Ghor residents gravel a road and dig a drainage ditch to prevent flooding. Improved roads allow better access to markets, school
Ghor residents gravel a road and dig a drainage ditch to prevent flooding. Improved roads allow better access to markets, schools, and clinics.
USAID/FIRUP/Hilda Grigorian
Cash-for-work program provides temporary employment and allows villagers to rebuild their own communities.

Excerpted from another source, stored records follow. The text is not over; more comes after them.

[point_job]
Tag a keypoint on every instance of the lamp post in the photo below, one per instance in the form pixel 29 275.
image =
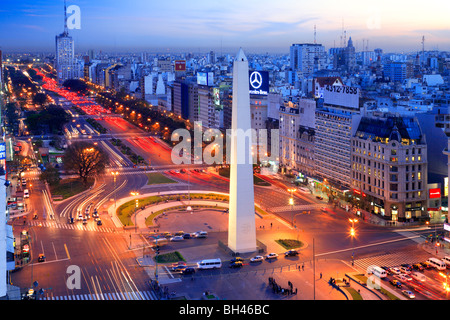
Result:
pixel 291 202
pixel 135 208
pixel 353 235
pixel 114 173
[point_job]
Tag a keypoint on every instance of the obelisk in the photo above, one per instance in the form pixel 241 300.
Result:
pixel 241 220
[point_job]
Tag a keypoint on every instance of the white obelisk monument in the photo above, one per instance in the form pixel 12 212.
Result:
pixel 241 220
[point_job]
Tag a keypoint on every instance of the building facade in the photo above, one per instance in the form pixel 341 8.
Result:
pixel 389 167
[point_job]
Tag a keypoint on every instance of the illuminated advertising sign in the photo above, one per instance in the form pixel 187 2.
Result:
pixel 341 96
pixel 259 82
pixel 180 65
pixel 205 78
pixel 2 151
pixel 434 193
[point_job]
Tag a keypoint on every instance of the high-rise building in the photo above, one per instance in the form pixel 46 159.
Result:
pixel 307 58
pixel 389 167
pixel 336 122
pixel 65 63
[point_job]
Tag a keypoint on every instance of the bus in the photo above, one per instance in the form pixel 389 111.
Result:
pixel 438 264
pixel 209 264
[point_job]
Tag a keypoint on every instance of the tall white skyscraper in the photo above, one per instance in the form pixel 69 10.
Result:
pixel 65 63
pixel 241 221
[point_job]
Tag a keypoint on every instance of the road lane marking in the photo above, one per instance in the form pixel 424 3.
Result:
pixel 67 251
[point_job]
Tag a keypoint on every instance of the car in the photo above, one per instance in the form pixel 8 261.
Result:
pixel 395 270
pixel 408 294
pixel 257 259
pixel 179 263
pixel 179 268
pixel 403 277
pixel 188 270
pixel 396 283
pixel 291 253
pixel 236 264
pixel 418 266
pixel 426 265
pixel 407 266
pixel 404 270
pixel 386 269
pixel 272 256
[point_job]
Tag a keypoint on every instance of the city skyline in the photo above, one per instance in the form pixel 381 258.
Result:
pixel 197 25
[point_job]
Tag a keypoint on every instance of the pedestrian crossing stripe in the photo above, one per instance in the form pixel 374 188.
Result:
pixel 134 295
pixel 392 259
pixel 296 208
pixel 52 224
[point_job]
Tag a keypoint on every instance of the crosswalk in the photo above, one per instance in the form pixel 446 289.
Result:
pixel 393 259
pixel 134 295
pixel 304 207
pixel 75 226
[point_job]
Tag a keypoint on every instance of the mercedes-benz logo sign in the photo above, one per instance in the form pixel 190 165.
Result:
pixel 256 79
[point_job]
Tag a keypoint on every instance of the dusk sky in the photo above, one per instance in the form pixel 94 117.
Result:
pixel 174 25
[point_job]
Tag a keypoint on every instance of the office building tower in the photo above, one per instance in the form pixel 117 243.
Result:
pixel 307 58
pixel 336 122
pixel 65 63
pixel 389 167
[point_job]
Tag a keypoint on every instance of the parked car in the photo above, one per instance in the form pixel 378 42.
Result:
pixel 395 270
pixel 418 266
pixel 404 270
pixel 188 270
pixel 179 268
pixel 257 259
pixel 408 294
pixel 271 256
pixel 236 264
pixel 396 283
pixel 291 253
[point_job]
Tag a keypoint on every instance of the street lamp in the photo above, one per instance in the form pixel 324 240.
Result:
pixel 353 235
pixel 114 176
pixel 291 203
pixel 135 208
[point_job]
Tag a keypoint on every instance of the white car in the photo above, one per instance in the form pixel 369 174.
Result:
pixel 257 259
pixel 408 293
pixel 271 256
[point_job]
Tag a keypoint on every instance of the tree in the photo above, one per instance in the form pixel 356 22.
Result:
pixel 86 159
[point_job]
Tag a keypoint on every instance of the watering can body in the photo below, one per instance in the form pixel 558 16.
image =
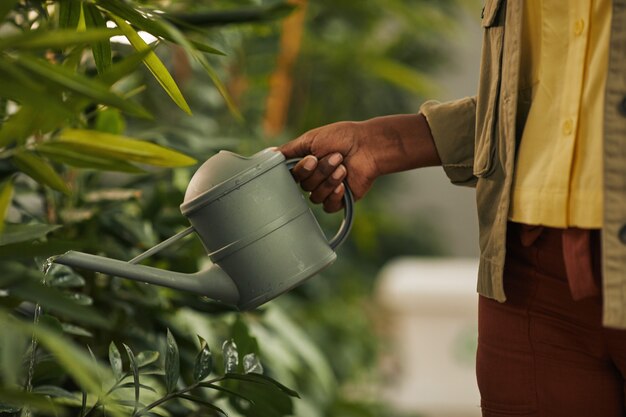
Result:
pixel 255 225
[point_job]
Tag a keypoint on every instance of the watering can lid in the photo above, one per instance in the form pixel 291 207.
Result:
pixel 223 172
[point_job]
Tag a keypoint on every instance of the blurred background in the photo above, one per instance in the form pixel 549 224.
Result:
pixel 389 329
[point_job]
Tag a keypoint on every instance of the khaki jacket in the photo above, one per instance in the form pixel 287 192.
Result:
pixel 477 137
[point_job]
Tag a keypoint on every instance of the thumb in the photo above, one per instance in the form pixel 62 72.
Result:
pixel 296 148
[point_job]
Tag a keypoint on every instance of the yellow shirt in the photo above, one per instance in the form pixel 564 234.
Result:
pixel 558 179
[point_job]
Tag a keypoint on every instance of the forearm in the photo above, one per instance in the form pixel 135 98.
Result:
pixel 403 141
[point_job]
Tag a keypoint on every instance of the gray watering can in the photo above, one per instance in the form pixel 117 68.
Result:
pixel 254 223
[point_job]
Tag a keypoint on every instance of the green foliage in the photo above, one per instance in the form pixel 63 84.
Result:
pixel 88 127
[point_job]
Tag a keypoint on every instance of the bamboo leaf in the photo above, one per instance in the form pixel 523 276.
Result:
pixel 15 233
pixel 39 170
pixel 67 154
pixel 146 358
pixel 204 402
pixel 115 359
pixel 172 363
pixel 204 362
pixel 6 196
pixel 57 39
pixel 262 379
pixel 69 13
pixel 106 145
pixel 154 64
pixel 101 49
pixel 135 369
pixel 73 81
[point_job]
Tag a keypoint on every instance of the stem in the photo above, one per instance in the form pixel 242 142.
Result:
pixel 175 394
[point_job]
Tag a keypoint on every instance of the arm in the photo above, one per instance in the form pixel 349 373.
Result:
pixel 360 151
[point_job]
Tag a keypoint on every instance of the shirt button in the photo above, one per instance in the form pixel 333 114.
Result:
pixel 622 107
pixel 579 27
pixel 568 127
pixel 622 234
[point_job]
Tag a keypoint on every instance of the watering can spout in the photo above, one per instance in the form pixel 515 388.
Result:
pixel 212 282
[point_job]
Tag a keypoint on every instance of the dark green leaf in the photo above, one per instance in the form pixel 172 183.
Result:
pixel 203 402
pixel 14 233
pixel 58 39
pixel 146 358
pixel 39 170
pixel 105 145
pixel 262 379
pixel 154 64
pixel 204 362
pixel 132 385
pixel 6 196
pixel 87 87
pixel 225 390
pixel 69 13
pixel 172 363
pixel 76 330
pixel 115 359
pixel 67 154
pixel 53 391
pixel 135 369
pixel 101 49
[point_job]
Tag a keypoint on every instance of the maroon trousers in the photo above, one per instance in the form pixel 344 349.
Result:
pixel 542 353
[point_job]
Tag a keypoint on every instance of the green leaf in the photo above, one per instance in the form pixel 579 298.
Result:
pixel 66 154
pixel 154 64
pixel 69 13
pixel 135 369
pixel 5 8
pixel 101 49
pixel 76 330
pixel 53 391
pixel 6 196
pixel 172 363
pixel 147 357
pixel 106 145
pixel 57 39
pixel 115 359
pixel 14 233
pixel 110 121
pixel 203 402
pixel 73 81
pixel 39 170
pixel 204 362
pixel 262 379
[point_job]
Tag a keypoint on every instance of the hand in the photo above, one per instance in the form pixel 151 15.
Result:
pixel 359 152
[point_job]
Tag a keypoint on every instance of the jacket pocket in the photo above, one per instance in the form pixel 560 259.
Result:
pixel 487 105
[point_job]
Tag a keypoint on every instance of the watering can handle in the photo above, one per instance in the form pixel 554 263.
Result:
pixel 348 212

30 NOVEMBER 2009 | CHAGHCHARAN, GHOR PROVINCE, AFGHANISTAN
 
Ghor province lies in the central highlands of Afghanistan, remote and lightly populated.  Its self-reliant population of 615,000 is accustomed to harsh winters and the isolation that results from road closures.  With rich pasturelands, livestock is the chief source of income.  However, the need for external support became more pronounced due to returning refugees and high global food and fuel prices. 
 
To assist residents of Ghor, USAID is conducting a cash-for-work program designed to reduce the potential for instability caused by the spike in food prices.  The program provides temporary employment and salaries to benefit the lives and livelihoods of workers and their families. 
 
Participants are employed in short-term public works projects, including urban clean-up, irrigation canal cleaning, road rehabilitation, snow removal, flood protection, and reforestation.  These basic infrastructure improvements will have a long-term impact, as improved roads, irrigation, and forests will increase agricultural output and trade for years to come.
 
Since the project began in Ghor in spring 2009, local residents have cleaned 152 km of main irrigation canals and rehabilitated and graveled 58 km of road.  In addition, women are benefitting from a tailoring program that provides income and training as they produce uniforms for school girls from grades one through six.  In total, the program has employed 1,464 Afghans in Ghor.
 
The workers are excited to discuss their participation in the project and how it has helped their families.  One man explained, “We are working hard to clean this canal to bring more water for irrigation and increase our crop production.  We start before sun and finish in dark.  We are happy to do this job to improve irrigation for our crops and also get paid for our work… it makes us feel good.” 
 
“Not only do we earn a sustainable living, we also rebuild our community,” another participant commented.  With help from the U.S. Government, Afghan citizens are playing a role in the development of their country.